Data Structures 101 - Hash Table implementation - part 2


In the first installment, we highlighted the main concepts and features of a Hash Table.

Using tha previous knowledge as our starting point, today we are going to show an implementation in Ruby as part of the DataStructures101 gem.

The gem has two (2) user-facing classes for hash table related operations:

  • ChainedHashTable which uses separate chaining for collisions resolutions.
  • ProbeHashTable which uses linear probing and its variants as collisions-handling scheme.

Both classes rely on a common base class named BaseHashTable which implements the public interface to interact with a hash table object and some necessary methods such as resize. On the other hand, BaseHashTable depends on its children implementations to decide how to do the actual search, insertion and deletion of keys.

BaseHashTable

Our base HashTable class handles the table array creation, the resize logic and it stores a lambda function to perform the compression step of the keys' hash codes.

Why a lambda function?

For a production-ready HashTable implementation, we wouldn’t use a lambda function, since it adds a small overhead to performance and it can sometimes reduce readability of the code. Instead, we would use directly the MAD method within the code without even making the external interface aware of it. But for our purposes, it works just great, because it allow us to swap different compression function implementations and thus make easier to analyze and compare them.

Implementation Details

BaseHashTable class receives as constructor parameters the initial capacity for the bucket table, a prime number and compression lambda. If the compression lambda is nil, then the prime number is required to generate the default compression function using the MAD method.

def initialize(capacity:, prime:, compression_lambda:)
  @capacity = capacity
  @size = 0
  @table = Array.new(@capacity)

  @compression_lambda = compression_lambda

  return unless @compression_lambda.nil?

  random = Random.new
  scale = random.rand(prime - 1) + 1
  shift = random.rand(prime)
  @compression_lambda = lambda do |key, cap|
    return (((key.hash * scale + shift) % prime) % cap).abs
  end
end

There are three main things worth to point out:

  • Our implementation relies on the objects being used as key to define a proper hash code.
  • Since the lambda acts as a closure, we need to pass as a parameter the capacity of the array, otherwise, it would get stuck with whatever value was used at the moment of the lambda creation and we would end up with extra slots in the array that wouldn’t be used.
  • If we ever were to resize larger than prime number, we would end with a similar problem as above, we would waste space in the array that would never be filled.

The insert method makes the call to insert to the child method implementation (bucket_insert) and then resizes the bucket table if the size is larger than half of the current capacity (this is to guarantee that probing strategies can always insert successfully). Finally it returns the previous value, if any.

def insert(key, value)
  hash_code = compression_lambda.call(key, @capacity)
  old_value = bucket_insert(hash_code, key, value)

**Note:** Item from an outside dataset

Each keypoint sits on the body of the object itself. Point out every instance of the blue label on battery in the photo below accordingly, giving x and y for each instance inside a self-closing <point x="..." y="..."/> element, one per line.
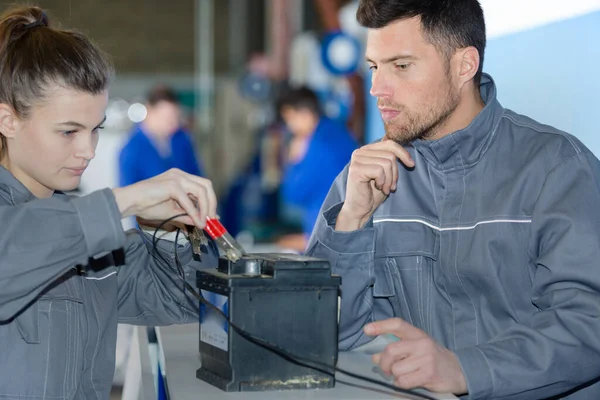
<point x="214" y="329"/>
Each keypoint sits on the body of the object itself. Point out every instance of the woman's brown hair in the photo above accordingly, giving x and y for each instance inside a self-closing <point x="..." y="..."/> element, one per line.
<point x="34" y="55"/>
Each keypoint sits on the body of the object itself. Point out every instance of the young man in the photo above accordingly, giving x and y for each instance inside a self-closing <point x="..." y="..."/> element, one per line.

  # keep load factor <= 0.5
  resize(new_capacity) if @size > @capacity / 2

  old_value
end

The other two user-facing methods: [] and delete are simply a wrapper around the child method implementations.

def [](key)
  bucket_find(compression_lambda.call(key, @capacity), key)
end

def delete(key)
  bucket_delete(compression_lambda.call(key, @capacity), key)
end

To increase the usability of the class, we have included Enumerable module and implemented the each method as follow.

def each
  return enum_for(:each) unless block_given?

  bucket_each do |key, value|
    yield(key, value)
  end
end

The final BaseHashTable implementation is shown below, including the private methods new_capacity and resize.

class BaseHashTable
  include Enumerable

  attr_reader :size, :compression_lambda, :capacity

  def initialize(capacity:, prime:, compression_lambda:)
    @capacity = capacity
    @size = 0
    @table = Array.new(@capacity)

    @compression_lambda = compression_lambda

    return unless @compression_lambda.nil?

    random = Random.new
    scale = random.rand(prime - 1) + 1
    shift = random.rand(prime)
    @compression_lambda = lambda do |key, cap|
      return (((key.hash * scale + shift) % prime) % cap).abs
    end
  end

  def []=(key, value)
    insert(key, value)
  end

  def insert(key, value)
    hash_code = compression_lambda.call(key, @capacity)
    old_value = bucket_insert(hash_code, key, value)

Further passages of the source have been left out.